As a beautiful prayer from our Prayer Book puts it, we ask for the grace ‘not to be anxious about earthly things, but to love things heavenly’. As Christians we are called to a different way of being, one that St. Paul alludes to in his first letter to the Thessalonians.  We are called to holiness of life. Now that might immediately sound like an unattainable goal. Holiness seems to belong only to God and perhaps the saints, those who have lived exemplary lives of faith.  But holiness at its root implies being set apart, something or someone that is different, separated from the ways of the world.  One of the main ways in which the season of Advent invites us to embody holiness, to be people set apart. is in the invitation to hope, to be people rooted in and filled with hope.

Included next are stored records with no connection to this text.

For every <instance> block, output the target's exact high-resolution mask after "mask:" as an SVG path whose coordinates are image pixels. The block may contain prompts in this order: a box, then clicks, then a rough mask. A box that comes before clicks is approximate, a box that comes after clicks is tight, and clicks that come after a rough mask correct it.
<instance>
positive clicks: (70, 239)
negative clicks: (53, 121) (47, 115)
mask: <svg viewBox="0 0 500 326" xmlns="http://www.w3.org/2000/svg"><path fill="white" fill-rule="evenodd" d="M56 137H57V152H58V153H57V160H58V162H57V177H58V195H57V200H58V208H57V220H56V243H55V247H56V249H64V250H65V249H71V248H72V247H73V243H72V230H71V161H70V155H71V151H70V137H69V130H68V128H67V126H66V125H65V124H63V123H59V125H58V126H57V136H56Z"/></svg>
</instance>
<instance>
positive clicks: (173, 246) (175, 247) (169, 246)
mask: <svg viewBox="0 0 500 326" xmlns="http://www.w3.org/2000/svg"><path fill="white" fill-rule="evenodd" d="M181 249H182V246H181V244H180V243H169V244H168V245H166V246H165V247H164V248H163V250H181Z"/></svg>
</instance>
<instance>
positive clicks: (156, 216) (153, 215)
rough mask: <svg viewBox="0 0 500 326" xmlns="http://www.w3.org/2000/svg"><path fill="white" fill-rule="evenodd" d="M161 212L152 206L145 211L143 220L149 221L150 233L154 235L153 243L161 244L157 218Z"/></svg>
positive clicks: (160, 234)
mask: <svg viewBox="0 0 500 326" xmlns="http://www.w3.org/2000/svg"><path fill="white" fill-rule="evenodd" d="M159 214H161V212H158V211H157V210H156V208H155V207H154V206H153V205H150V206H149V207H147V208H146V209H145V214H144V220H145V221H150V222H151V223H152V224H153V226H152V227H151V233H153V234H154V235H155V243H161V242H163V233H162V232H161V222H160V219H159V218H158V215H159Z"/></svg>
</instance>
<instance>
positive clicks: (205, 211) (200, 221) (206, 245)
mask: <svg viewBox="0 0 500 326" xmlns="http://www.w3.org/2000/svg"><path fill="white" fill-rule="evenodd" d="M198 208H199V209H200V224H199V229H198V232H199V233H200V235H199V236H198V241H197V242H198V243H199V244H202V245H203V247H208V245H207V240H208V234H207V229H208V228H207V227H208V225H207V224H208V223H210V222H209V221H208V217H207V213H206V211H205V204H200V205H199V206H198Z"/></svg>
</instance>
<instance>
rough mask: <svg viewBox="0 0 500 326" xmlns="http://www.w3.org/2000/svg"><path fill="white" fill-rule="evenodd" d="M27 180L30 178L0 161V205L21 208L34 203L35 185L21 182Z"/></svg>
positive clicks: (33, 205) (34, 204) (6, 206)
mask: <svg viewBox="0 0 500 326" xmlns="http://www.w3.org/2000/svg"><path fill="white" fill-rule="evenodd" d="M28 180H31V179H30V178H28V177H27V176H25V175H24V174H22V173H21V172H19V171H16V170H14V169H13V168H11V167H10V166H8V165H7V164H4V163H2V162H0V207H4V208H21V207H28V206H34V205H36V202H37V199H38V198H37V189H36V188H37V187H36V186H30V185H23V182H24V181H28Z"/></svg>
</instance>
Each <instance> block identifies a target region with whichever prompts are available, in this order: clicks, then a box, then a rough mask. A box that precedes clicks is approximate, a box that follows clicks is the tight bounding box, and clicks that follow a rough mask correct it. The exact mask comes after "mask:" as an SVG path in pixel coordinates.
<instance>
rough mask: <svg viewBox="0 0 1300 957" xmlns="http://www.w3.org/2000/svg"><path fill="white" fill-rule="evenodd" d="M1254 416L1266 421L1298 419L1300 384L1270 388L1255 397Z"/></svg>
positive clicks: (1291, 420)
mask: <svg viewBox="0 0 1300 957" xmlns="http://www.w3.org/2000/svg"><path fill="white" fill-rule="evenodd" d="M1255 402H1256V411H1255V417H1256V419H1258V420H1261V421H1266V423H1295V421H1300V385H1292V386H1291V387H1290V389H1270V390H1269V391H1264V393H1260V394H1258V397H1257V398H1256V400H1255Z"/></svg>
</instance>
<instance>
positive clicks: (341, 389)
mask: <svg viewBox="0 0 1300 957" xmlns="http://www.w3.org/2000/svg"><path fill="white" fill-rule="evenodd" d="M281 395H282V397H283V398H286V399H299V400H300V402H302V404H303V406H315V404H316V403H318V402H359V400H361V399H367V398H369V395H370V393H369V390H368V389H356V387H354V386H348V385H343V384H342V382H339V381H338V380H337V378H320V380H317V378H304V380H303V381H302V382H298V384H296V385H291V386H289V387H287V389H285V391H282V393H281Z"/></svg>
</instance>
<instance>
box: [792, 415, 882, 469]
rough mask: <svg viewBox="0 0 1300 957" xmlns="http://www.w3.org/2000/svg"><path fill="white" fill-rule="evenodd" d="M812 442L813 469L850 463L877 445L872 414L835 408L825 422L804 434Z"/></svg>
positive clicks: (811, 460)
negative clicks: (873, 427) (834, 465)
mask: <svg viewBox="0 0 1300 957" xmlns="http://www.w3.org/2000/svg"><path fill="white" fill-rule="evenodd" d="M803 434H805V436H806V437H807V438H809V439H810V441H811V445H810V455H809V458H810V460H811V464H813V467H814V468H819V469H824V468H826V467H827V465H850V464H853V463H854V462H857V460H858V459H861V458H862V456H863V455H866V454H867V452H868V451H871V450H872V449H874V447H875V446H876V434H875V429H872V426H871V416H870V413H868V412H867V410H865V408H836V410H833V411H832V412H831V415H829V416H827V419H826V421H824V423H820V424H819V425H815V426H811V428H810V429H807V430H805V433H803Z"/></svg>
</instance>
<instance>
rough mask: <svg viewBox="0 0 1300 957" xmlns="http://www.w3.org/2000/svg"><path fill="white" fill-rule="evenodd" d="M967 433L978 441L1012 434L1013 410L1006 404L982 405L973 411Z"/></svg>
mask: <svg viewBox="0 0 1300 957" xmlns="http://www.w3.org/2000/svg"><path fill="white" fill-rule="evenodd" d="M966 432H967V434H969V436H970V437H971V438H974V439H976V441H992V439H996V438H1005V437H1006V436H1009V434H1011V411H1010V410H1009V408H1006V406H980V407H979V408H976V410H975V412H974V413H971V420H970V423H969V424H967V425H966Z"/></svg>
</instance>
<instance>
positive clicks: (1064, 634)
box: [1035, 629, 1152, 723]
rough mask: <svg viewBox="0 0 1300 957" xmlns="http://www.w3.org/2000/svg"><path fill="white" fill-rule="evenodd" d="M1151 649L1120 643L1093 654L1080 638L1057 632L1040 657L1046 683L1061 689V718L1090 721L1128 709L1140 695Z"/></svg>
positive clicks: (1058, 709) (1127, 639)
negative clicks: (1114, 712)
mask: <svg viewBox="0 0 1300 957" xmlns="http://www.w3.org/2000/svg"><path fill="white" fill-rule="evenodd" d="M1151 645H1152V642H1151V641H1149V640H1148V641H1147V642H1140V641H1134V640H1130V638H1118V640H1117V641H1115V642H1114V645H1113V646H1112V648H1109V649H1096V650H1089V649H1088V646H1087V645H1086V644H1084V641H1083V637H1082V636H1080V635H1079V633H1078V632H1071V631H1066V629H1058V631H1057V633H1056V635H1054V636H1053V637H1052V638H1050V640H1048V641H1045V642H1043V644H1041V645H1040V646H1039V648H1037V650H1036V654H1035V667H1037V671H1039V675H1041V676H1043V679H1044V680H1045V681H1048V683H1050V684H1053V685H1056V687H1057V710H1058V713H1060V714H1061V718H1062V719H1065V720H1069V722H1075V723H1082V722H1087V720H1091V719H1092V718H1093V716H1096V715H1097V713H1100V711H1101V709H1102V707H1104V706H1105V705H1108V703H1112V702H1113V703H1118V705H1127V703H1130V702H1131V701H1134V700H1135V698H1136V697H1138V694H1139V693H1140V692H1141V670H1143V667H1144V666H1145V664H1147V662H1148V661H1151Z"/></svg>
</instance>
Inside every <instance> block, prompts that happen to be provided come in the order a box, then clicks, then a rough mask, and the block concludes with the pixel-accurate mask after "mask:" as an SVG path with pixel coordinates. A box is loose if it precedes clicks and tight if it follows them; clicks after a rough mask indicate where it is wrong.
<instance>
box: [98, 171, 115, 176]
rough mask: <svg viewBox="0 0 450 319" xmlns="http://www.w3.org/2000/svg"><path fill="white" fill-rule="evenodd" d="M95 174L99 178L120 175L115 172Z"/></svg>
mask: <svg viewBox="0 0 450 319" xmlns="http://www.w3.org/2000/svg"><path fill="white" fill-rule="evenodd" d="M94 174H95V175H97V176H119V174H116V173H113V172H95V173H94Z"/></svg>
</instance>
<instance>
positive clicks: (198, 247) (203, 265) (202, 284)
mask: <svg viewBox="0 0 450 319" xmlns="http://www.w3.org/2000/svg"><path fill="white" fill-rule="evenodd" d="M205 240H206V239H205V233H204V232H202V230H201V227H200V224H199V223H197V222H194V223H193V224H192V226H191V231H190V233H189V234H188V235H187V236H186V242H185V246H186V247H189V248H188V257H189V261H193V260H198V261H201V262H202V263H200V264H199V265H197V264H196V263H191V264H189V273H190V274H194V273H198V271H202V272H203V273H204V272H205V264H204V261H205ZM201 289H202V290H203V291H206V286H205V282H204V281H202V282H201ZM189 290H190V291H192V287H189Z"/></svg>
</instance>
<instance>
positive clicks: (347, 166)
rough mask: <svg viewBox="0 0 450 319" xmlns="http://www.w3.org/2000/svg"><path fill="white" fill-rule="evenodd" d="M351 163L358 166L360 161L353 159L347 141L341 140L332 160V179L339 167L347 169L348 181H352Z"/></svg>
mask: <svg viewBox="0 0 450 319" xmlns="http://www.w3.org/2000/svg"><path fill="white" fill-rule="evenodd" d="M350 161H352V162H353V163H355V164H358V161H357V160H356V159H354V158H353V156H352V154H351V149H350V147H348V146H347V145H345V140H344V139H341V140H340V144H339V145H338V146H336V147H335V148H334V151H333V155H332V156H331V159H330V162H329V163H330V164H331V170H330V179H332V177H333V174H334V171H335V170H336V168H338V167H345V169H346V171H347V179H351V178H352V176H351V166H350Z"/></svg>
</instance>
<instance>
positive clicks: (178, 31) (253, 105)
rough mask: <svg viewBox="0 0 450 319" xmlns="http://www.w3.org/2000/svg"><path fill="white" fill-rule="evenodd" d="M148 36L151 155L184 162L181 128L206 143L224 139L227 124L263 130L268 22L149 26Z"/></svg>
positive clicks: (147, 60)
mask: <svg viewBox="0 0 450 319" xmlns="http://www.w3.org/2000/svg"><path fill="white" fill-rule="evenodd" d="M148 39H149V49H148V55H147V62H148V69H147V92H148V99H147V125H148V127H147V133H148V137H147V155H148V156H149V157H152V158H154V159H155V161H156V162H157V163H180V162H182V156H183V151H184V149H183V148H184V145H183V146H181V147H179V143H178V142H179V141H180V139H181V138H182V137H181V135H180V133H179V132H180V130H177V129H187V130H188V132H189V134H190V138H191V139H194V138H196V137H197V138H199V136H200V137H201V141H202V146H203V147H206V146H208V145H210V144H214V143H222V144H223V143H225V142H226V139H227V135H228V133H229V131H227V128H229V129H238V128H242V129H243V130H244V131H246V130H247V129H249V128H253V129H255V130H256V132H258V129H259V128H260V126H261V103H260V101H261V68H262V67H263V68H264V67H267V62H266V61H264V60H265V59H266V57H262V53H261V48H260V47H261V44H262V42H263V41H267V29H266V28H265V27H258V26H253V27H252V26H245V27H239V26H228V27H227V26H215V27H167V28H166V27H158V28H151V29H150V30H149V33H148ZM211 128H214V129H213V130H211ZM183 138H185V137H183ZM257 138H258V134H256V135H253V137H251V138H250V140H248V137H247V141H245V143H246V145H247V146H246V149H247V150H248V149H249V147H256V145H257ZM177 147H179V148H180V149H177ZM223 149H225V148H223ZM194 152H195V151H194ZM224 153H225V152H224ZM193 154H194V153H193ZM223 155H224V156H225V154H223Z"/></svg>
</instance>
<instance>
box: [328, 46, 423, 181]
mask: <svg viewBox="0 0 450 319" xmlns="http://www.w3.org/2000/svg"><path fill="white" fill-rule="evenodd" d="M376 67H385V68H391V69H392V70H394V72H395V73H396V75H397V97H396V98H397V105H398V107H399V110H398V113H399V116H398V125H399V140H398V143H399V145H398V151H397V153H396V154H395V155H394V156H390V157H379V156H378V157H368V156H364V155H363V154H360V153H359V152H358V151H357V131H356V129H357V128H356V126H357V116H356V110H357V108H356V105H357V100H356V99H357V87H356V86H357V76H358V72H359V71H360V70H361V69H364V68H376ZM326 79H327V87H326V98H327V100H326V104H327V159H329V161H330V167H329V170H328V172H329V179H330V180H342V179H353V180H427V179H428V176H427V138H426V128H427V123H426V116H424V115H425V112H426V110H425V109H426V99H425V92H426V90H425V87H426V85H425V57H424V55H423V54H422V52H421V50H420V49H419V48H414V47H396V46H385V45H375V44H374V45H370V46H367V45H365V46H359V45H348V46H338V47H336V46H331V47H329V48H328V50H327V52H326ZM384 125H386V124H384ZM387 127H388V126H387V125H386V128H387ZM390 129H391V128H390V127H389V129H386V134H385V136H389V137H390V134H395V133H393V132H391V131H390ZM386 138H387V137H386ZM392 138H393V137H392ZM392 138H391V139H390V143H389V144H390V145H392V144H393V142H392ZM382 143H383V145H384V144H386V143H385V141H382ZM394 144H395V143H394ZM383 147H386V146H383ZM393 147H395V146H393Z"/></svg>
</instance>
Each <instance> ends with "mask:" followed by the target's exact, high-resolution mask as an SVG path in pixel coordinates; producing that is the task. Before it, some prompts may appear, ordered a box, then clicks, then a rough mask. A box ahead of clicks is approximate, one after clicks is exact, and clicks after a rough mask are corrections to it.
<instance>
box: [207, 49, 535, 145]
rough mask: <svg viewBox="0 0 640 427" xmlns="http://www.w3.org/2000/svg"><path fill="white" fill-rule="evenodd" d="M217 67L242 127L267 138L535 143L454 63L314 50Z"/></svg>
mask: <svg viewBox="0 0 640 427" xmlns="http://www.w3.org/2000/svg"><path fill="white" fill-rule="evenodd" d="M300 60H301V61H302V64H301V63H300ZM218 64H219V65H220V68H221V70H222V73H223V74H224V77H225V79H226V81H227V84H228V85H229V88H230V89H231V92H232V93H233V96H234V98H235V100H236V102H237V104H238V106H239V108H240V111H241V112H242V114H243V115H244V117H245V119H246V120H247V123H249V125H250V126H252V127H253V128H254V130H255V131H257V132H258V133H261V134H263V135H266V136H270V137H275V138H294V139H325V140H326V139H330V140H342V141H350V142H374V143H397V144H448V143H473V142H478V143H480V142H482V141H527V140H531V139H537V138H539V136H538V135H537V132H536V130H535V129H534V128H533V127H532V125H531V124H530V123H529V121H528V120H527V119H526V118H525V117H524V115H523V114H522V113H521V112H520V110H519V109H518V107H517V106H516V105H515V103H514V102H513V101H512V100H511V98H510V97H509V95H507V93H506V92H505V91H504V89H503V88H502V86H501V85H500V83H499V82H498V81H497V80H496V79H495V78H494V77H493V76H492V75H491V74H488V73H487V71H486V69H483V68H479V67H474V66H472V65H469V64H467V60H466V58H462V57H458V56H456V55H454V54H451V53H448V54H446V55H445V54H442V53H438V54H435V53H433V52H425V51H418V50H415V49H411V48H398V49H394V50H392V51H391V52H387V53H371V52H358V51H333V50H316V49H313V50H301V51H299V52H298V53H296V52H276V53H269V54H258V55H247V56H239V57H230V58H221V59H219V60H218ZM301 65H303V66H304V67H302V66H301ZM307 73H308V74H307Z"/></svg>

Here in the northern hemisphere, Advent always overlaps with the increasing darkness that comes with the approach of winter, which for most of us, brings as well the chill of cold temperatures. Darkness literally surrounds us.  And this natural phenomenon is accompanied by so much else that seems to call us to despair, ongoing war throughout the world, fragmentation in this country, uncertainty about the global order, the crushing reality of human suffering in all its daily varieties. There is so much that seems to demand that we take on a spirit of despondency, gloom, deep pessimism.

It is undoubtedly the easier response to all that surrounds us. Yet, as people of faith, we’re called to something different, to hope.  Even when it seems completely unjustified, foolish, even ridiculous. We hope because we trust that the things of this world, the ways of this world are not permanent.  That there is coming a kingdom where justice and righteousness reign, where the sufferings and sorrows of this world yield to the merciful and loving Savior who comes to set us free. It is a kingdom unlike anything of this world. The mighty are cast down, the lowly lifted up, the hungry filled with good things, evil and wickedness overthrown, justice and mercy prevail.  That is indeed something worthy of joyful expectation, something worthy of our hope.  And as we await the glorious advent of our savior, we are called to live as if we are already on the threshold of this kingdom.  Faith, hope, and love abide. These three, says St. Paul, they are the markers of what it means to live the Christian life.  And so, amidst the multitude of cares and concerns of this life, we stand firm in faith and hope with heads raised confident that our redemption, our deliverance indeed draws near and with it the coming kingdom of our savior. We can join with the psalmist and offer this quintessentially Advent prayer: To you, Oh Lord, I lift up my soul. My God, I put my trust in you.

In this beautiful season of Advent, this precious time that is given to us, I pray that you will hold on to hope.  Embody it and show it forth in this world and ask God to fill you with it more and more each day. That is our mark of holiness, our witness to a world filled with to despair, yet longing for redemption, for deliverance, for the coming of our great Lord and God, Jesus Christ.  Who with the Father and the Holy Spirit lives and reigns, God forever and ever. Amen.